The latest refugees from Kosovo camp by the side of the road in abandoned factories, barracks, and school buildings in Serbian border towns and wait for a handout. The Yugoslav government allocates one deutschmark per day to the many thousands expelled from Croatia and Bosnia; so the refugees from Kosovo can hardly expect much for themselves. If they travel to Belgrade to plead their case, the cops beat them up and turn them away, since Milosevic doesn’t want a public reminder of his disastrous policy. If they seek medical help or attempt to enroll children in local schools, they are harassed by the authorities, since, of course, they do not exist.
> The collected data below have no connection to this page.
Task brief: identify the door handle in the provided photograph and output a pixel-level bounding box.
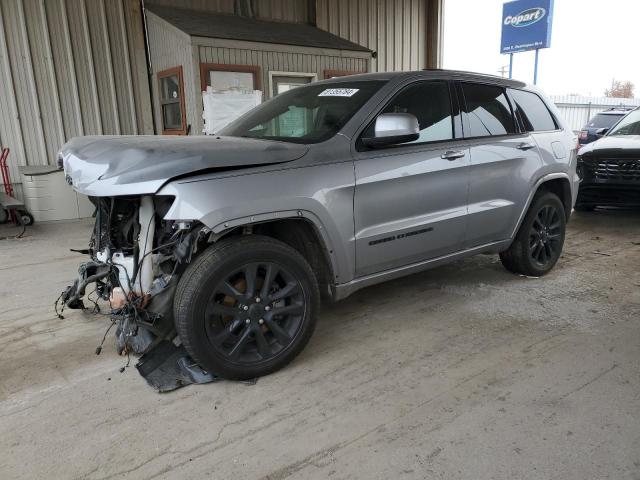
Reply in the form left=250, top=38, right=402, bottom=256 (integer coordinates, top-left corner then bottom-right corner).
left=516, top=142, right=535, bottom=151
left=441, top=150, right=466, bottom=160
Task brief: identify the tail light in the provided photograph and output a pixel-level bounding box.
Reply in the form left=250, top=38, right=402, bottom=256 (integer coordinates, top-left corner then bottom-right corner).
left=579, top=130, right=588, bottom=140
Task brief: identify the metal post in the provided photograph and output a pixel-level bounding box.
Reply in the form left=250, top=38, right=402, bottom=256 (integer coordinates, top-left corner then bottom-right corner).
left=533, top=49, right=539, bottom=85
left=508, top=53, right=513, bottom=79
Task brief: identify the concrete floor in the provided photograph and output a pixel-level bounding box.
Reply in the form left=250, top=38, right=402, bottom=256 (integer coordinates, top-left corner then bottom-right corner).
left=0, top=211, right=639, bottom=480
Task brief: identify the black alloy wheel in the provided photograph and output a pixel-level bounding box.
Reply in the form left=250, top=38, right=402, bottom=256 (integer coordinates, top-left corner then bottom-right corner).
left=500, top=191, right=566, bottom=277
left=175, top=235, right=319, bottom=380
left=528, top=204, right=563, bottom=268
left=205, top=261, right=305, bottom=365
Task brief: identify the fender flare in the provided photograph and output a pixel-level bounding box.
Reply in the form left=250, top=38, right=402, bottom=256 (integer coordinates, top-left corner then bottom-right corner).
left=509, top=172, right=572, bottom=239
left=208, top=208, right=342, bottom=282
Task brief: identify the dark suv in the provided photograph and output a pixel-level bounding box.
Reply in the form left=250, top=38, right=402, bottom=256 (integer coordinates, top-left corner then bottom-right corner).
left=578, top=107, right=635, bottom=146
left=576, top=107, right=640, bottom=210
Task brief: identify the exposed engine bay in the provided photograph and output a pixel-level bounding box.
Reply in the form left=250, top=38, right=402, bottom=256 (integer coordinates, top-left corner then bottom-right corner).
left=58, top=195, right=218, bottom=391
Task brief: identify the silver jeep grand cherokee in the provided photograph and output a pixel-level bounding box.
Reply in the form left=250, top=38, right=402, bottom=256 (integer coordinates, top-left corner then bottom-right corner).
left=60, top=70, right=578, bottom=380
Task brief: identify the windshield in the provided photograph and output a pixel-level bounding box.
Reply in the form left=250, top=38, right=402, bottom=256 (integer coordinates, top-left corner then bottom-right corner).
left=219, top=81, right=385, bottom=144
left=608, top=109, right=640, bottom=136
left=588, top=113, right=624, bottom=129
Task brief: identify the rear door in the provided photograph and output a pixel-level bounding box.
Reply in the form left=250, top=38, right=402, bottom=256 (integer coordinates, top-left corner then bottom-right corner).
left=458, top=82, right=542, bottom=248
left=508, top=87, right=573, bottom=176
left=352, top=79, right=470, bottom=277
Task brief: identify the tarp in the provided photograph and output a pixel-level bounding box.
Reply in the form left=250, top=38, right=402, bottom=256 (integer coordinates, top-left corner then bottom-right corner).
left=202, top=88, right=262, bottom=135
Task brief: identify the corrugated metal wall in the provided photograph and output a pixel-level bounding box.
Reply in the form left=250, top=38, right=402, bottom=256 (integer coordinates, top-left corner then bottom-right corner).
left=0, top=0, right=153, bottom=195
left=315, top=0, right=433, bottom=72
left=550, top=95, right=640, bottom=132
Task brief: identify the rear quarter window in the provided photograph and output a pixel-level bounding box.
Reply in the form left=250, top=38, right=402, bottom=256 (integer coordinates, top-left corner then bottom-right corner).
left=508, top=89, right=558, bottom=132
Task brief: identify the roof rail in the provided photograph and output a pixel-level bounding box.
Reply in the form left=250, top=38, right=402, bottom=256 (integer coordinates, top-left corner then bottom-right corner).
left=604, top=106, right=636, bottom=111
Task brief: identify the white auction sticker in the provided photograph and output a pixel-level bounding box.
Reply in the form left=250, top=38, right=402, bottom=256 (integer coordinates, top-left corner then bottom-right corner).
left=318, top=88, right=359, bottom=97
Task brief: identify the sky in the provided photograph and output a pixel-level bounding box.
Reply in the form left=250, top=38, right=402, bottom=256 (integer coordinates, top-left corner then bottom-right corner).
left=443, top=0, right=640, bottom=97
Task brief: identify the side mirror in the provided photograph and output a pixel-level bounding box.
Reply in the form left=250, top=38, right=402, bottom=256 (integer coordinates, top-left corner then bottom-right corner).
left=595, top=127, right=608, bottom=137
left=362, top=113, right=419, bottom=148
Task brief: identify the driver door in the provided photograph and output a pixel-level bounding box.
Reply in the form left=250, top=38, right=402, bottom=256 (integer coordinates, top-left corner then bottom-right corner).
left=352, top=80, right=471, bottom=277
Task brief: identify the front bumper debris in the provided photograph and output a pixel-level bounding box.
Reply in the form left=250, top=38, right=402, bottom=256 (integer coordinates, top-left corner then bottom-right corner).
left=136, top=340, right=219, bottom=392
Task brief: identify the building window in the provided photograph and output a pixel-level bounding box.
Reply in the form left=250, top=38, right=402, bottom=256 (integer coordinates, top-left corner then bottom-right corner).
left=324, top=70, right=363, bottom=79
left=158, top=66, right=186, bottom=135
left=269, top=71, right=317, bottom=97
left=200, top=63, right=261, bottom=92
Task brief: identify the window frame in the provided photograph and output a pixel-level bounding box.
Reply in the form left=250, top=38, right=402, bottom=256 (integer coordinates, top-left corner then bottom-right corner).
left=199, top=62, right=261, bottom=93
left=356, top=79, right=461, bottom=152
left=456, top=81, right=521, bottom=140
left=506, top=88, right=561, bottom=133
left=268, top=71, right=318, bottom=98
left=158, top=66, right=187, bottom=135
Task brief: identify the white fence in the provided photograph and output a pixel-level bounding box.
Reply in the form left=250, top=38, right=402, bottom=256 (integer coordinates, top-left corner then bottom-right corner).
left=550, top=95, right=640, bottom=132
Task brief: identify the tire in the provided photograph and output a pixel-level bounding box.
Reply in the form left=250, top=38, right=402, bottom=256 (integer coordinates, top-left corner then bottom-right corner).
left=18, top=210, right=34, bottom=226
left=574, top=203, right=595, bottom=212
left=0, top=208, right=8, bottom=224
left=174, top=235, right=320, bottom=380
left=500, top=191, right=566, bottom=277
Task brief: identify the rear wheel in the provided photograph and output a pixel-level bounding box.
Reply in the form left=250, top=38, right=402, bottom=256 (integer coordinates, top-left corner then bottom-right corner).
left=500, top=191, right=566, bottom=277
left=174, top=235, right=319, bottom=380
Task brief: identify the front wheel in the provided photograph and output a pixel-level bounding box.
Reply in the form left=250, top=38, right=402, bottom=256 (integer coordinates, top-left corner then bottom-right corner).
left=500, top=191, right=566, bottom=277
left=174, top=235, right=319, bottom=380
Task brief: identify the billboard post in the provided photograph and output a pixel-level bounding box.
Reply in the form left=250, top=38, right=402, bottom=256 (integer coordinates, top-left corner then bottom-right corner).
left=500, top=0, right=554, bottom=84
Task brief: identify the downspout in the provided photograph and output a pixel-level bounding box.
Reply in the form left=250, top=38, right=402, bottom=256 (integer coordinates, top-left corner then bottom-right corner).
left=140, top=0, right=157, bottom=134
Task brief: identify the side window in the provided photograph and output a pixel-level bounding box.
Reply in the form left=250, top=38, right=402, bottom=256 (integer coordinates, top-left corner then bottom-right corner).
left=158, top=66, right=186, bottom=135
left=460, top=83, right=516, bottom=137
left=364, top=81, right=454, bottom=144
left=508, top=89, right=558, bottom=132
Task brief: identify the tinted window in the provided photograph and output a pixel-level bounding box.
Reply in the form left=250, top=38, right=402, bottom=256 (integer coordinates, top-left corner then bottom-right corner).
left=364, top=81, right=454, bottom=144
left=509, top=89, right=557, bottom=131
left=460, top=83, right=515, bottom=137
left=588, top=113, right=624, bottom=129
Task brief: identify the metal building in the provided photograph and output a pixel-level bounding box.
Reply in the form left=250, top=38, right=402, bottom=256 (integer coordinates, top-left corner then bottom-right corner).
left=0, top=0, right=444, bottom=199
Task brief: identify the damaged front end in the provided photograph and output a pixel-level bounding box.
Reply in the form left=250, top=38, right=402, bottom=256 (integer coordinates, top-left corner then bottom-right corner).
left=58, top=195, right=216, bottom=391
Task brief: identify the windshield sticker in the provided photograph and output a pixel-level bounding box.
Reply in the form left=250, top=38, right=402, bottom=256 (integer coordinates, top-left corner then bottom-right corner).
left=318, top=88, right=359, bottom=97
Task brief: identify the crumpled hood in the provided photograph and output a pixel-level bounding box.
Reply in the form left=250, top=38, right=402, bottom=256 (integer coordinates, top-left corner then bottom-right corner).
left=578, top=135, right=640, bottom=158
left=60, top=135, right=309, bottom=196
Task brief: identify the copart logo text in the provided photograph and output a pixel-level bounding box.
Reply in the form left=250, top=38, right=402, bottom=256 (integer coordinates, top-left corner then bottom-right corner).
left=504, top=7, right=546, bottom=28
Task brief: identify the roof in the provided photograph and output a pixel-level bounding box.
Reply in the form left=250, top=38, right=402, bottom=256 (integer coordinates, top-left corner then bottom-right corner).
left=319, top=69, right=528, bottom=88
left=146, top=4, right=371, bottom=53
left=598, top=107, right=636, bottom=114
In a country where hundreds of thousands of workers are out of jobs after NATO’s destruction of its economic infrastructure, where pensions and salaries, already miserable, are customarily a few months late, practically everyone sees the situation as hopeless; and that of the refugees is the most hopeless of all.

If they are nearly invisible now, they are bound to become even more so in the months and years to come. The official US policy is to maintain the sanctions on Serbia, to give no economic aid, to make the refugees suffer along with the rest of the Serbs until they get rid of Milosevic. United Nations relief agencies and the Red Cross do what they can, but the chances of Vanessa Redgrave or Elie Wiesel dropping by for a visit are slim. Even the bombs that fell on them and killed more than a few did not upset Western commentators very much. I cannot imagine a more awful predicament, but then I remember plenty of other people in Africa, Asia, and the Middle East who also have no future. What makes the plight of these Serbs different, perhaps, is that it occurred just at the time when everyone talks about human rights. The wars against Milosevic were ethical and humanitarian campaigns intended to rescue the innocent. How is it that these thousands of refugees are not an issue for the high-minded among us who pretend to be our moral conscience?